A foreign-flagged ship arrived in Ukraine on Saturday for the first time since the war started in February, and will be loaded with grain, Ukrainian Infrastructure Minister Oleksandr Kubrakov said.
Ukraine is starting to resume grain exports in an effort overseen by a Joint Coordination Centre in Istanbul where Russian, Ukrainian, Turkish and UN personnel are working.
The United Nations and Turkey brokered a deal after UN warnings of possible outbreaks of famine due to a halt in grain shipments from Ukraine. Before the invasion, Russia and Ukraine together accounted for nearly a third of global wheat exports.
Kubrakov said the Barbados-flagged general cargo ship Fulmar S was in the Ukrainian port of Chornomorsk.
“We are doing (everything) possible to ensure that our ports can receive and handle more vessels. In particular, we plan to reach the level of at least three to five vessels per day in two weeks’ (time),” he wrote on Facebook.
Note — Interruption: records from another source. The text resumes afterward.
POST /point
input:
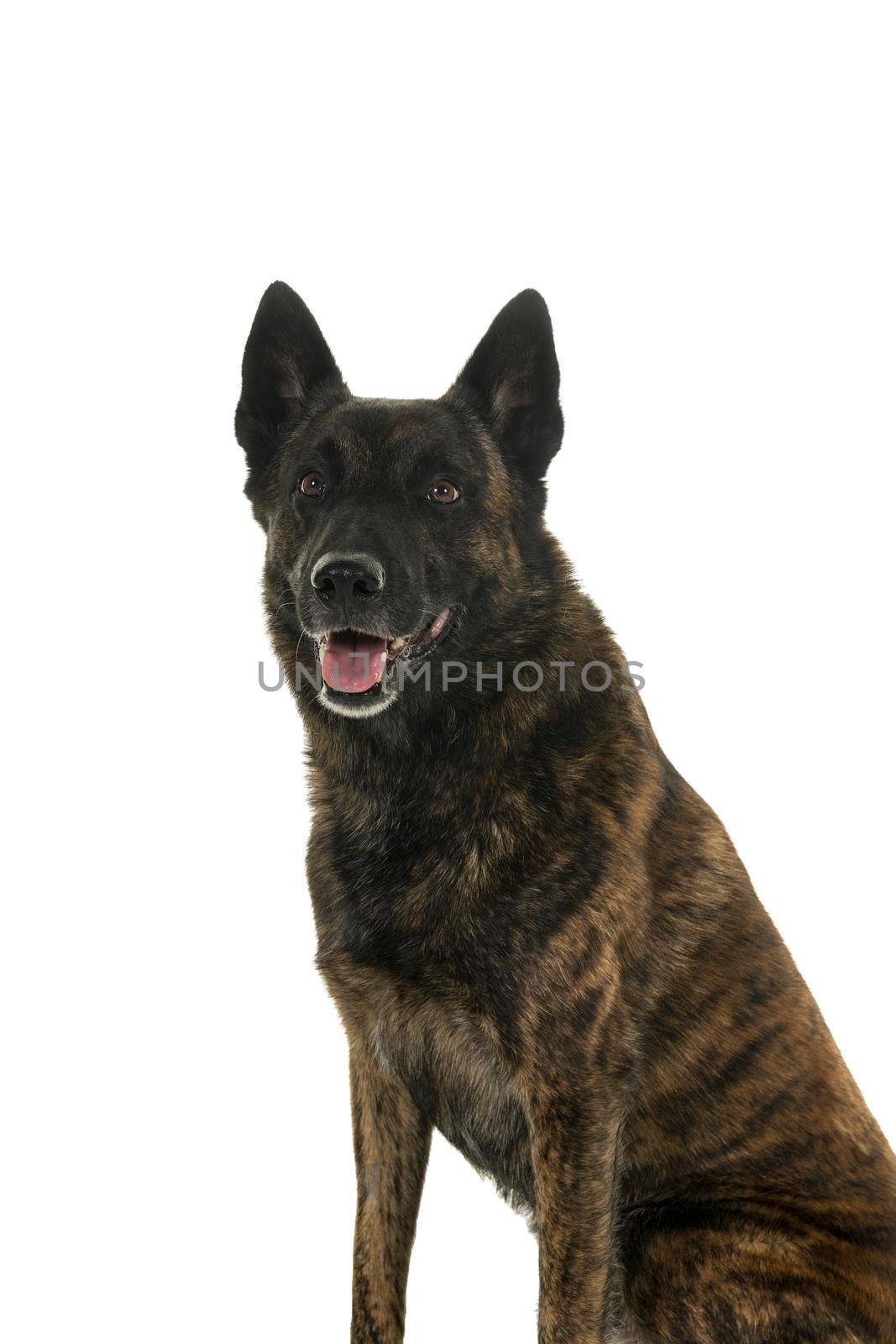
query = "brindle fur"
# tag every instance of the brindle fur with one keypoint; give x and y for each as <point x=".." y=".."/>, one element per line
<point x="539" y="938"/>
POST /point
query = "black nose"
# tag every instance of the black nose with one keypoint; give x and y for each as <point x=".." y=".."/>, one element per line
<point x="348" y="581"/>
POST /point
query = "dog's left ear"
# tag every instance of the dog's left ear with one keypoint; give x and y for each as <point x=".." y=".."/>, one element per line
<point x="513" y="380"/>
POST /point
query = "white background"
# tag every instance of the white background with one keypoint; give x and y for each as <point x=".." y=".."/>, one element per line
<point x="705" y="194"/>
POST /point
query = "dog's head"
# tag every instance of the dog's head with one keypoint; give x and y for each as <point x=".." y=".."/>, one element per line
<point x="398" y="531"/>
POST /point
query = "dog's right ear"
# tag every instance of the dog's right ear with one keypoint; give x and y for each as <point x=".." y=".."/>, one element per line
<point x="286" y="362"/>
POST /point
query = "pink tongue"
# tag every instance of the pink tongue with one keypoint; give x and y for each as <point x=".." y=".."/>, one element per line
<point x="352" y="662"/>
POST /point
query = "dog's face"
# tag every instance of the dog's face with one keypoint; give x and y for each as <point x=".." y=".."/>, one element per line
<point x="398" y="531"/>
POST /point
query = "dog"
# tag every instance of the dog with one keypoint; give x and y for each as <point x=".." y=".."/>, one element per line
<point x="539" y="938"/>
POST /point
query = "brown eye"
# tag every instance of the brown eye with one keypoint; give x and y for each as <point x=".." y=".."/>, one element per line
<point x="312" y="484"/>
<point x="443" y="491"/>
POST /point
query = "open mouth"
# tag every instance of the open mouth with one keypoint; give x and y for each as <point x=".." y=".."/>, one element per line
<point x="358" y="664"/>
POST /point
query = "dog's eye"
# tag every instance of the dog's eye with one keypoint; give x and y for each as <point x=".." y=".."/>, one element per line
<point x="312" y="484"/>
<point x="443" y="491"/>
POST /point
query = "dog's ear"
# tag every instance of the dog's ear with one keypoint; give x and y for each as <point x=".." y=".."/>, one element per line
<point x="286" y="362"/>
<point x="515" y="380"/>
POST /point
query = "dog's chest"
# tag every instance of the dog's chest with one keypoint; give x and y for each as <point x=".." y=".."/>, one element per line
<point x="449" y="1061"/>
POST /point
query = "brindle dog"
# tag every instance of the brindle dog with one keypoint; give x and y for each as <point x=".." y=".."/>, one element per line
<point x="539" y="938"/>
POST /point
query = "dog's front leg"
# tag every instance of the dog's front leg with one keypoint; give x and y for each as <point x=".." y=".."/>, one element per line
<point x="574" y="1140"/>
<point x="391" y="1151"/>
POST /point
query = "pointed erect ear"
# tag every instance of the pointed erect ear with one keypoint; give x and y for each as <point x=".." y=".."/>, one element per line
<point x="286" y="362"/>
<point x="513" y="381"/>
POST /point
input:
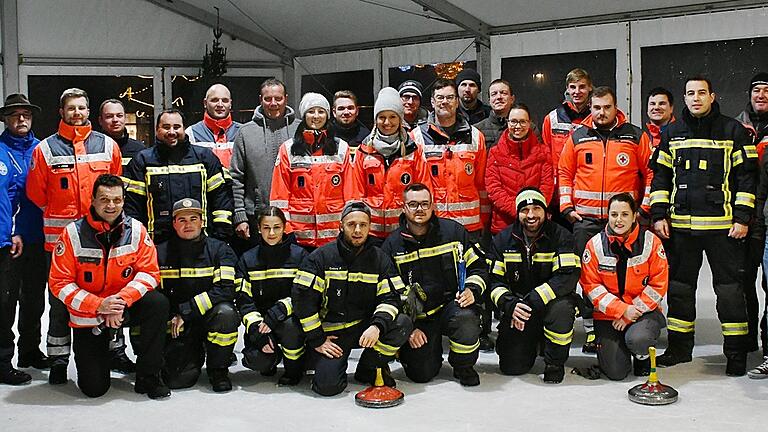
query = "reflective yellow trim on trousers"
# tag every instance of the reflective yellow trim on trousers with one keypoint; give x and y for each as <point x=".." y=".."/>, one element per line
<point x="734" y="329"/>
<point x="222" y="339"/>
<point x="292" y="354"/>
<point x="558" y="338"/>
<point x="680" y="326"/>
<point x="464" y="349"/>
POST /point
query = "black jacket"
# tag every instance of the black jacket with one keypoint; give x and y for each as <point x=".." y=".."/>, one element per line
<point x="159" y="176"/>
<point x="263" y="280"/>
<point x="338" y="287"/>
<point x="433" y="261"/>
<point x="704" y="173"/>
<point x="536" y="274"/>
<point x="196" y="275"/>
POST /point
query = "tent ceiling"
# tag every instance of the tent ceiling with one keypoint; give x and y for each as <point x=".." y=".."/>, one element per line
<point x="314" y="27"/>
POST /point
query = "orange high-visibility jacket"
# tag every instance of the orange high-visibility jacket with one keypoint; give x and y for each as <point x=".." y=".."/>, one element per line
<point x="647" y="273"/>
<point x="63" y="169"/>
<point x="591" y="170"/>
<point x="380" y="181"/>
<point x="311" y="190"/>
<point x="82" y="277"/>
<point x="456" y="165"/>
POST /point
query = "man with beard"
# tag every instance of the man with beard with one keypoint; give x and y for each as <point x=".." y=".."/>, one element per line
<point x="61" y="176"/>
<point x="429" y="251"/>
<point x="534" y="271"/>
<point x="216" y="130"/>
<point x="173" y="169"/>
<point x="356" y="288"/>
Ukrainian President Volodymyr Zelenskiy said the resumption of exports was positive, adding that security risks remained.
“The threat of Russian provocations and terrorist acts remains. Everyone should be aware of this,” he said in a late-night video address on Saturday.
“But if our partners fulfill their part of the commitment and guarantee the security of supplies, this will really solve the global food crisis.”
Ukraine eventually aims to ship out 3 million tonnes a month from its Black Sea ports, Kubrakov said.
“This event is an important market signal that the (grain shipment deal) is a safe and, most importantly, profitable business opportunity for ship owners to return to Ukrainian ports,” he added.
Roughly 20 million tonnes of grain from last year’s crops are still stuck in the country.